L'étude, publiée par deux groupes de réflexion, l'Autonomy Institute basé à Londres et l'Alda (Association pour le développement durable et la démocratie) de Reykjavík, en Islande, « offre un nouvel aperçu du programme de réduction du temps de travail qui a eu lieu en Islande, à la suite des essais réussis dans le secteur public dans le pays.

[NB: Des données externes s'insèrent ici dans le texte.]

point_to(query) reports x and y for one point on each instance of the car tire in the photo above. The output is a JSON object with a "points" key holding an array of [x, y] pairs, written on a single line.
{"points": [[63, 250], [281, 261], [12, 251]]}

« Après des projets pilotes réussis menés par le gouvernement national islandais et le conseil municipal de Reykjavík entre 2015 et 2019, qui ont permis d'améliorer le bien-être et la productivité des employés, des accords de travail historiques entre les syndicats islandais et les employeurs ont « intégré » le droit à des horaires plus courts pour des centaines de personnes. de milliers de travailleurs », ont noté les auteurs de l'étude Guðmundur Haraldsson, Jack Kellam et Rowan Trickett.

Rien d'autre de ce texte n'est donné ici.